ROANOKE — State leaders have updated Virginia’s school reopening guidance, reflecting new physical distancing guidance from the American Academy of Pediatrics.
The state’s guidance was updated Monday with a letter sent to local school districts and published without fanfare on the Virginia Department of Education’s website.
The updated guidance calls for “a combination of face coverings and a minimum of” 3 feet distance when 6 feet of physical distancing is not feasible. Still, the guidance says, schools should aim for 6 feet “to the greatest extent possible,” especially in areas with more community transmission.
This brings the guidelines in line with guidance published last week by the AAP, which stated that a minimum of 3 feet distancing “may approach the benefits” of 6 feet, especially with face coverings.
“Schools should weigh the benefits of strict adherence to a 6 feet spacing rule between students with the potential downside if remote learning is the only alternative,” the organization said. The AAP also encouraged the goal of “having students physically present in school.”
Parents advocating for the option to return to the classroom daily have pointed to the guidance as a way to safely allow more students to return to the classroom.
Most proposed reopening plans unveiled by local Virginia school districts so far involve a combination of in- person and remote learning, along with a 100% remote option.
The guidance also reflects Virginia’s transition to Phase 3, with large school gatherings limited to 250 people.
The state’s updated guidance incorporates recommendations from the Centers for Disease Control and Prevention, World Health Organization — which also discusses a minimum of 3 feet distancing — and the AAP. The guidance may change as state health leaders learn more, the update states.
Last week, Roanoke County Superintendent Ken Nicely reported to the school board that Dr. Molly O’Dell, who is leading the pandemic response for the Roanoke and Alleghany Health District, said it was reasonable for younger students to distance at 3 feet in combination with face coverings.
In Monday’s letter to superintendents and local school districts, State Health Commissioner Dr.
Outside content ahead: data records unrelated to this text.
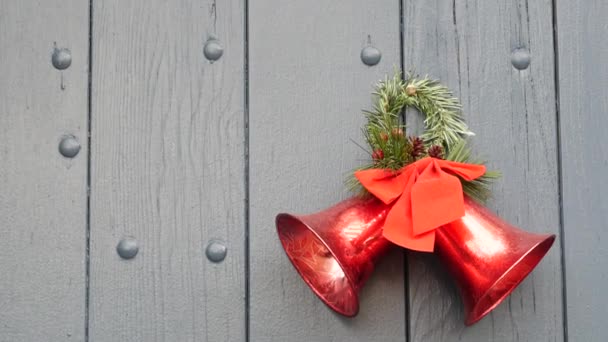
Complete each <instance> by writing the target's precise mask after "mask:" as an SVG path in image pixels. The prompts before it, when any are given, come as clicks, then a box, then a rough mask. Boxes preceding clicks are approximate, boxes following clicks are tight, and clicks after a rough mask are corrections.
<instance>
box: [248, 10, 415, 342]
mask: <svg viewBox="0 0 608 342" xmlns="http://www.w3.org/2000/svg"><path fill="white" fill-rule="evenodd" d="M370 42H371V45H373V46H375V47H377V48H378V49H379V50H381V51H382V59H381V61H380V63H379V64H378V65H376V66H374V67H368V66H366V65H364V64H363V63H362V62H361V59H360V52H361V49H362V48H364V47H365V46H367V45H368V43H370ZM399 63H400V56H399V4H398V3H396V2H381V3H378V2H369V1H351V2H343V1H342V2H340V1H338V2H336V1H334V2H322V1H300V2H297V1H296V2H293V1H289V2H285V1H277V0H275V1H265V2H258V1H252V2H250V3H249V67H250V72H249V74H250V76H249V98H250V114H249V118H250V122H249V127H250V144H249V151H250V215H251V216H250V265H251V266H250V267H251V272H250V286H251V288H250V327H251V328H250V333H251V336H250V340H251V341H290V342H291V341H372V340H374V341H404V340H405V322H406V319H407V318H406V314H405V301H404V291H403V289H404V284H403V271H402V269H403V256H402V254H401V252H399V251H398V252H397V253H395V254H393V255H391V256H389V257H387V258H386V259H385V260H384V261H385V262H384V263H383V264H382V265H381V266H380V267H379V268H378V269H377V270H376V272H375V273H374V275H373V276H372V278H371V279H370V280H369V281H368V283H367V284H366V286H365V288H364V290H363V292H362V294H361V311H360V312H359V315H358V316H357V317H356V318H354V319H347V318H343V317H340V316H338V315H337V314H334V313H333V312H332V311H330V309H328V308H327V307H325V305H324V304H323V303H322V302H321V301H320V300H319V299H318V298H317V297H316V296H315V295H314V294H313V292H312V291H311V290H310V289H309V288H308V286H307V285H306V284H305V283H304V281H302V279H301V278H300V276H299V275H298V273H297V272H296V271H295V269H294V268H293V267H292V265H291V264H290V262H289V260H288V259H287V257H286V256H285V253H284V252H283V250H282V247H281V244H280V243H279V240H278V238H277V234H276V229H275V226H274V219H275V215H276V214H278V213H279V212H285V211H287V212H296V213H308V212H314V211H318V210H320V209H323V208H326V207H328V206H330V205H331V204H334V203H336V202H338V201H339V200H341V199H344V198H346V197H347V196H348V195H349V194H348V193H347V192H346V191H345V190H344V189H345V187H344V184H343V181H344V177H345V175H346V172H348V171H351V170H352V169H353V168H355V167H356V166H358V165H360V163H361V161H362V159H363V158H366V157H367V158H368V157H369V156H367V155H366V154H365V152H363V151H362V150H361V149H360V148H359V147H357V145H356V144H355V143H354V142H352V141H351V139H353V140H355V141H357V142H358V143H359V144H361V143H362V141H363V139H362V134H361V131H360V127H361V126H362V124H363V123H364V117H363V115H362V114H361V110H362V109H366V108H370V107H371V99H370V98H371V97H370V92H371V90H372V85H373V84H374V83H375V82H376V81H377V80H379V79H381V78H383V77H384V75H385V74H386V73H391V72H392V71H393V69H394V68H395V67H398V66H399Z"/></svg>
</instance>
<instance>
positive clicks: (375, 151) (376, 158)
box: [372, 149, 384, 160]
mask: <svg viewBox="0 0 608 342" xmlns="http://www.w3.org/2000/svg"><path fill="white" fill-rule="evenodd" d="M372 159H374V160H381V159H384V151H382V150H381V149H377V150H375V151H374V153H372Z"/></svg>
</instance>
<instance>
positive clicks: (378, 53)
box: [361, 46, 382, 66]
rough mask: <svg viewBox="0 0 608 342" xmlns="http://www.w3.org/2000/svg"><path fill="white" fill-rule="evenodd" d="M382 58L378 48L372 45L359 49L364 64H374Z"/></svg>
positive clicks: (371, 65)
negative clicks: (360, 49) (360, 52)
mask: <svg viewBox="0 0 608 342" xmlns="http://www.w3.org/2000/svg"><path fill="white" fill-rule="evenodd" d="M380 59H382V53H381V52H380V50H378V49H377V48H375V47H373V46H366V47H364V48H363V50H361V61H362V62H363V64H365V65H369V66H372V65H376V64H378V63H379V62H380Z"/></svg>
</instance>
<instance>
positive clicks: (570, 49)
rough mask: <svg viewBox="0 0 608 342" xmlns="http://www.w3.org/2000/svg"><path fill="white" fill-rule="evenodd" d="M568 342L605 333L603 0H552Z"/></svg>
mask: <svg viewBox="0 0 608 342" xmlns="http://www.w3.org/2000/svg"><path fill="white" fill-rule="evenodd" d="M556 11H557V12H556V14H557V37H558V38H559V40H558V61H559V68H558V70H559V82H558V84H559V97H560V101H559V103H560V112H559V113H560V116H559V117H560V137H561V139H560V142H561V164H562V191H563V195H562V202H563V220H564V221H563V224H564V238H565V246H564V256H565V272H566V282H565V284H566V289H567V294H566V298H567V312H568V338H569V340H570V341H589V342H594V341H606V339H608V326H607V325H606V323H605V322H606V318H605V317H606V315H608V297H606V293H605V290H606V288H608V276H607V274H608V273H607V272H606V260H607V258H608V247H607V246H606V240H608V230H607V229H606V222H607V221H608V201H606V192H608V183H607V182H606V181H605V180H604V177H605V174H606V171H608V147H607V145H606V141H607V140H606V130H607V129H608V117H607V114H608V100H607V97H606V87H608V68H606V65H605V64H606V60H607V59H608V46H607V45H606V36H605V33H606V29H607V28H608V27H607V26H606V14H608V3H606V2H605V1H561V0H558V1H556Z"/></svg>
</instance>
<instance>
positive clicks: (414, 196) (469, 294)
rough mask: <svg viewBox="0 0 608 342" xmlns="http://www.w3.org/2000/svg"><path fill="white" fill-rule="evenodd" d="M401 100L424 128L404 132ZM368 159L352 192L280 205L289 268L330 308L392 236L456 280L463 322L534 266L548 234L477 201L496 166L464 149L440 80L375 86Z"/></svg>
mask: <svg viewBox="0 0 608 342" xmlns="http://www.w3.org/2000/svg"><path fill="white" fill-rule="evenodd" d="M407 107H411V108H415V109H417V110H418V111H419V112H420V113H422V114H423V115H424V116H425V120H424V124H425V131H424V133H422V134H421V135H420V136H407V134H406V127H405V125H403V123H402V120H401V114H402V112H403V110H404V109H405V108H407ZM364 114H365V116H366V118H367V123H366V125H365V126H364V128H363V135H364V137H365V140H366V142H367V144H368V145H369V150H368V151H369V154H370V160H369V163H367V164H365V165H363V166H361V167H360V168H359V169H358V170H356V171H355V172H353V174H352V175H351V176H350V177H349V178H348V179H347V182H346V183H347V185H348V186H349V188H351V189H352V190H353V191H355V192H357V195H356V196H354V197H352V198H350V199H348V200H345V201H343V202H340V203H338V204H337V205H335V206H333V207H331V208H329V209H326V210H323V211H321V212H319V213H316V214H311V215H306V216H296V215H290V214H279V215H278V216H277V219H276V225H277V231H278V233H279V239H280V241H281V243H282V245H283V248H284V249H285V252H286V254H287V256H288V257H289V259H290V260H291V262H292V264H293V265H294V267H295V268H296V270H297V271H298V272H299V273H300V275H301V276H302V278H303V279H304V281H306V283H307V284H308V285H309V286H310V287H311V289H312V290H313V291H314V292H315V293H316V294H317V295H318V296H319V298H321V300H323V301H324V302H325V304H327V305H328V306H329V307H330V308H332V309H333V310H335V311H336V312H338V313H340V314H343V315H346V316H354V315H356V314H357V312H358V310H359V301H358V293H359V290H360V289H361V287H362V286H363V284H364V283H365V281H366V280H367V279H368V278H369V276H370V275H371V273H372V271H373V269H374V267H375V264H376V262H377V261H378V260H379V259H380V258H381V257H382V256H383V255H384V254H385V253H386V251H387V250H388V249H389V248H390V247H391V246H394V245H398V246H401V247H404V248H407V249H410V250H414V251H422V252H435V253H437V255H438V256H439V258H440V260H441V261H442V264H443V265H444V266H445V267H446V269H447V271H448V272H449V273H450V274H451V275H452V276H453V278H454V280H455V282H456V285H457V286H458V287H459V289H460V292H461V296H462V298H463V303H464V307H465V316H466V318H465V324H467V325H470V324H473V323H475V322H477V321H479V320H480V319H481V318H483V317H484V316H485V315H486V314H488V313H489V312H490V311H491V310H492V309H494V308H495V307H496V306H497V305H498V304H499V303H500V302H501V301H502V300H504V299H505V298H506V297H507V296H508V295H509V294H510V293H511V292H512V291H513V290H514V289H515V288H516V287H517V285H519V283H520V282H521V281H523V279H524V278H525V277H526V276H527V275H528V274H529V273H530V272H531V271H532V270H533V269H534V267H536V265H537V264H538V263H539V262H540V261H541V259H542V258H543V256H544V255H545V254H546V253H547V251H548V250H549V248H550V247H551V245H552V244H553V241H554V239H555V236H554V235H539V234H532V233H528V232H525V231H522V230H520V229H518V228H515V227H513V226H511V225H509V224H508V223H506V222H504V221H502V220H501V219H500V218H498V217H496V216H495V215H493V214H492V213H491V212H490V211H488V210H487V209H486V208H484V207H483V206H482V205H481V204H480V203H483V202H484V201H485V200H486V199H487V198H488V196H489V193H490V190H489V189H490V188H489V184H490V182H491V181H492V180H493V179H495V178H497V177H498V173H496V172H490V171H487V170H486V167H485V166H484V165H483V163H480V162H479V161H476V160H474V159H473V158H472V157H471V151H470V149H469V148H468V147H467V142H468V141H467V138H468V137H470V136H473V135H474V134H473V133H472V132H471V131H470V130H469V128H468V127H467V125H466V123H465V122H464V120H463V118H462V115H461V105H460V103H459V102H458V100H457V99H456V98H455V97H453V96H452V94H451V92H450V91H449V89H447V88H446V87H445V86H443V85H441V84H440V83H439V82H437V81H434V80H431V79H428V78H415V77H412V76H409V77H408V78H407V79H406V80H403V79H402V78H401V76H400V75H399V74H397V75H395V76H394V77H392V78H387V79H385V80H384V81H382V82H380V83H379V84H378V85H377V86H376V91H375V103H374V106H373V109H372V110H370V111H365V112H364Z"/></svg>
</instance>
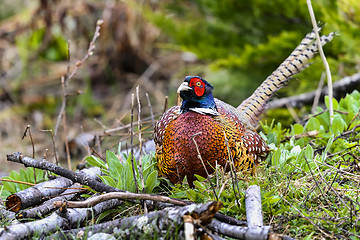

Norman Oliver and Superintendent of Public Instruction James Lane wrote that the update reflects “the latest science, and the best public health guidance and recommendations available intended to reduce, but not eliminate, the risk of transmission of COVID-19 in school settings.”
“Researchers agree that children are not contracting the new coronavirus at the same rate as adults,” the letter says. “However, data has yet to show whether young children transmit the new coronavirus at a similar rate as adults.”
Following preventive strategies may help prevent frequent school closures once the school year begins, the state officials wrote.
They also reiterated that final reopening decisions rest “squarely in the hands” of local school boards. Local leaders, they wrote, are best positioned to make decisions based on localities’ unique needs and limitations.